UNICAP - Os alunos de Ciência da Computação da Universidade Católica de Pernambuco (Unicap), João Paulo Freire e Gláucio Melo, monitorados pelo professor Emerson Lima, do Departamento de Estatística e Informática (DEI), desenvolveram um programa que simula acidentes de derramamento de petróleo. O simulador, apelidado carinhosamente de Simoil pelos alunos, permite estudar a melhor maneira de combater a expansão de uma mancha de óleo no mar.

  A idéia do programa é permitir uma tomada inteligente de decisões. "Após entrar com omapa da região e as condições climáticas e físico-químicas, como o tipo de petróleo, o programa mostra a evolução da mancha e permite inclusive simular seu comportamento com a presença de obstáculos, como bóias e outros artefatos de contenção", explicou Lima. Assim, hipoteticamente, as equipes de emergências poderiam evitar que um vazamento de grandes proporções atingisse a costa pernambucana.

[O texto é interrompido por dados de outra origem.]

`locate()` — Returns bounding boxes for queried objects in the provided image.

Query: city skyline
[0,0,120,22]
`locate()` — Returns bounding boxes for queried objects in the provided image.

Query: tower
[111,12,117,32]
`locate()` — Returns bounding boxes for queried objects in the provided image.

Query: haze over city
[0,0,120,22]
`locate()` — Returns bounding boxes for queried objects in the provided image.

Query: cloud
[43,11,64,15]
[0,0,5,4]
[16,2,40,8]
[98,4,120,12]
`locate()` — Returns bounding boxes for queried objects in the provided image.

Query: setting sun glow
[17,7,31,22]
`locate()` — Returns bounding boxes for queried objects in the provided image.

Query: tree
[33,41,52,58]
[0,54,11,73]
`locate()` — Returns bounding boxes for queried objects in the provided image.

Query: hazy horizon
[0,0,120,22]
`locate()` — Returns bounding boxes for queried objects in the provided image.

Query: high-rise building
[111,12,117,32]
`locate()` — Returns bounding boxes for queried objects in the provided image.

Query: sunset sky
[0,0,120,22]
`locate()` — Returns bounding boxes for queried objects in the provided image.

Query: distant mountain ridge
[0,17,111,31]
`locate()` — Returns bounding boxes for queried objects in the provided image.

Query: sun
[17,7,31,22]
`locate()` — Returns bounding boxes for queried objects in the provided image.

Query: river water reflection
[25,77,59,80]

  O software vem sendo desenvolvido há dois anos e foi dividido em três partes. A primeira foi dedicada à criação da possibilidade de simular o comportamento de uma mancha no oceano, considerando fatores como correntezas e temperatura da água, chamada de fase matemática. Na segunda, chamada fase gráfica, foi desenvolvida a interface do projeto, permitindo sua utilização por leigos. A terceira etapa está para ser desenvolvida e engloba a experiência de campo, não sendo função dos desenvolvedores, e deve encerrar-se em dois anos.

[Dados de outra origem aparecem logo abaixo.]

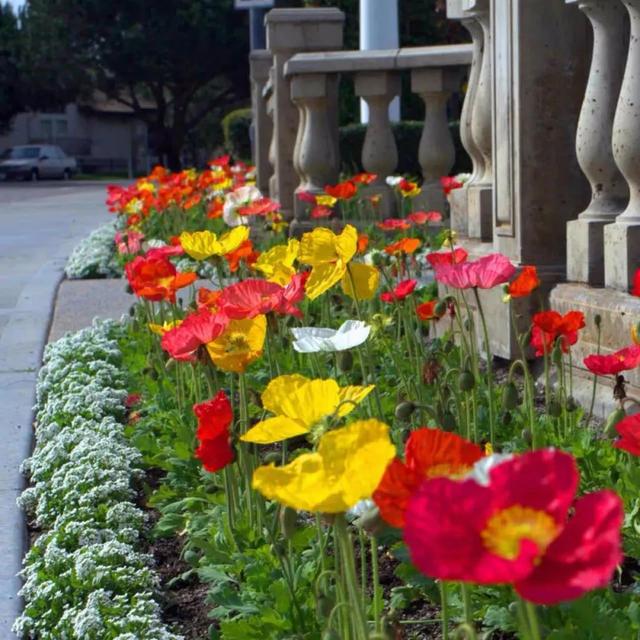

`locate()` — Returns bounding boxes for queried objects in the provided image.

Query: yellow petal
[338,384,375,418]
[240,416,309,444]
[304,261,347,300]
[342,262,380,300]
[180,231,220,260]
[218,225,249,255]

  "Estamos na dependência de financiamento de agências apoiadoras, como Facepe, o CNPq e o Centro de Pesquisas de Petróleo da Petrobrás", declarou Lima. O software é financiado pelo Programa Institucional de Base para Iniciação Científica, e não deve ser comercializado. "Nós somos cientistas, e o objetivo foi contribuir na formação dos nossos alunos, além de mostrar que a Unicap é capaz de produzir tecnologia".